Jules Renard escribió: «Pensar no basta, Hay que pensar en algo». Por eso, para eso, es preciso moverse. Es preciso tener la cabeza bien amueblada y mover los muebles de vez en cuando.
Ser mueble. Ser lo que se mueve y no lo que está quieto. El profesional dedicado al oficio de ilustrar debe moverse, y no necesariamente a bordo de aviones ni exclusivamente navegando por la red internet. El ilustrador debe exigir y asumir sus responsabilidades como autor, situarse siempre por encima de lo que es el estricto cumplimiento de un encargo y convertirse en testigo honesto del tiempo en que vive.
Es decir, que dibujar no basta. Que hay que dibujar algo.
Esta exposición
Sentado en la silla giratoria de mi abuelo, doy vueltas y vueltas y los contornos de los objetos se van difuminando hasta que finalmente desaparece todo cuanto me rodea. Esta es otra de las ventajas de las sillas giratorias cuando están bien engrasadas: permiten viajar en el tiempo.
Así, tres ilustradores que comparten estudio, beberán café del mismo termo y comerán los mismos emparedados, pero mientras uno viaja en su silla a las construcciones mayas de Chichén Itzá, otro lo hace a la Italia de Leonardo, y el tercero al New York de los años 60, donde aprovecha para visitar a Saul Steinberg.

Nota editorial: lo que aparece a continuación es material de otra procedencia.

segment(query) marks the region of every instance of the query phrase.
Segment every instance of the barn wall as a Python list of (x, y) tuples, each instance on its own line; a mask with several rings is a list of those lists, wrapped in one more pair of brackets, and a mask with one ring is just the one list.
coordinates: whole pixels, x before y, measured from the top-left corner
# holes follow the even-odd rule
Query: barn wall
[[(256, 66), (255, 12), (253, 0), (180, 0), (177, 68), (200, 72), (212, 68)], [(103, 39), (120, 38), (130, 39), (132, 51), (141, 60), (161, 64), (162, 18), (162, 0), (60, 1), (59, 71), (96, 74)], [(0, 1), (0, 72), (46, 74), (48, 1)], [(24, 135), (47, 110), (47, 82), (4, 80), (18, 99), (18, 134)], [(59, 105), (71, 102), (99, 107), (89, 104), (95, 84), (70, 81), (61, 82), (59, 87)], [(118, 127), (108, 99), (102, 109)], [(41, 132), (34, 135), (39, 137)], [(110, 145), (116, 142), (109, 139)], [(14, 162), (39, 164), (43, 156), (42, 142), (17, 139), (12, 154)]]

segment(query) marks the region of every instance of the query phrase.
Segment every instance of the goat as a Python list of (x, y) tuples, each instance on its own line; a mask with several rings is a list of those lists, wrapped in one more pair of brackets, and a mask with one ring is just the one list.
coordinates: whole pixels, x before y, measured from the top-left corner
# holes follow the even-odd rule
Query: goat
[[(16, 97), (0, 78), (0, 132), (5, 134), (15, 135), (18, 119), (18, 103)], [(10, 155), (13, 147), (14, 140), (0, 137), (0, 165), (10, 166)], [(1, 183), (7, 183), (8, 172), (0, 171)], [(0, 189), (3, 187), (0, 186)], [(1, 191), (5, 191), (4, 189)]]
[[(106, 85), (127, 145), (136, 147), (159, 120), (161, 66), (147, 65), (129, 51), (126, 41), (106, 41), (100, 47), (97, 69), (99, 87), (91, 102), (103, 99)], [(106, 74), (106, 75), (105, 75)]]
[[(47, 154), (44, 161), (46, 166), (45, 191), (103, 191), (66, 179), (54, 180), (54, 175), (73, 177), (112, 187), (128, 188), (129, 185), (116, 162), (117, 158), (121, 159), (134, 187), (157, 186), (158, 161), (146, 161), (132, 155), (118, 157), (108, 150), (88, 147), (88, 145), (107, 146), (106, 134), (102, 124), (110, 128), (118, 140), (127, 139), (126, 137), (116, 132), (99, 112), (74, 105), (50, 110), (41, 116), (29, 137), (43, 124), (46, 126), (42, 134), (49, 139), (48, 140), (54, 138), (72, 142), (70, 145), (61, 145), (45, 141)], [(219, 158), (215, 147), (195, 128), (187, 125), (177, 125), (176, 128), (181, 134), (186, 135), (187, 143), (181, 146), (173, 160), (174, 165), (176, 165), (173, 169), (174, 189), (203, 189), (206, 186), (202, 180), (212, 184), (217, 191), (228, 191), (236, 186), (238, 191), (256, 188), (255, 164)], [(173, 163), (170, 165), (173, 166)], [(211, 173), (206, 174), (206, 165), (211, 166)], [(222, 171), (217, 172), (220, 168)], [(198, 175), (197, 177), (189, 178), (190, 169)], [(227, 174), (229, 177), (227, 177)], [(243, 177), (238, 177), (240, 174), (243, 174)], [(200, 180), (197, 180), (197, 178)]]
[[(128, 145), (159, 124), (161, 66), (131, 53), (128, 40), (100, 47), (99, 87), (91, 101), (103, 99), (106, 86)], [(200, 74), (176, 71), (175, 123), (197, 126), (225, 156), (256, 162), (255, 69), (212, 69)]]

Yo he viajado al futuro y he asomado la cabeza más allá del 2050. No estoy seguro de lo que he visto, entre otras cosas porque he caído en medio del continente africano y en ese lugar, como en tantos otros, los calendarios se trastornan; pero voy a pasear por esta exposición con los ojos muy abiertos para aprender algo del conjunto de miradas y para admirar las propuestas arriesgadas de aquellos que entran al bosque a por raíces y salen cargados de pájaros. Y vuelan.
El arte de vivir
Saul Steinberg, un señor muy parecido a mi abuelo que resulta ser uno de los más influyentes ilustradores contemporáneos, ha dibujado naturalmente muchas sillas y sillones.
En uno de sus primeros libros, The Art of Living (1949), dedica bastantes de las primeras páginas a las sillas y a las mil formas en que uno puede sentarse en ellas. Más adelante, sin embargo, cuando representa a un dibujante frente a una mesa, lo hace sin la silla. El dibujante es parte del dibujo, la cabeza se continúa en la mano, la mano se prolonga en el lápiz, el lápiz traza líneas en la mesa, estas líneas sugieren un horizonte y sobre ese horizonte se van colocando edificios, coches y aglomeraciones urbanas.
La escena se cerrará, lógicamente, con el dibujo de la silla que todavía no existe y que completa al dibujante.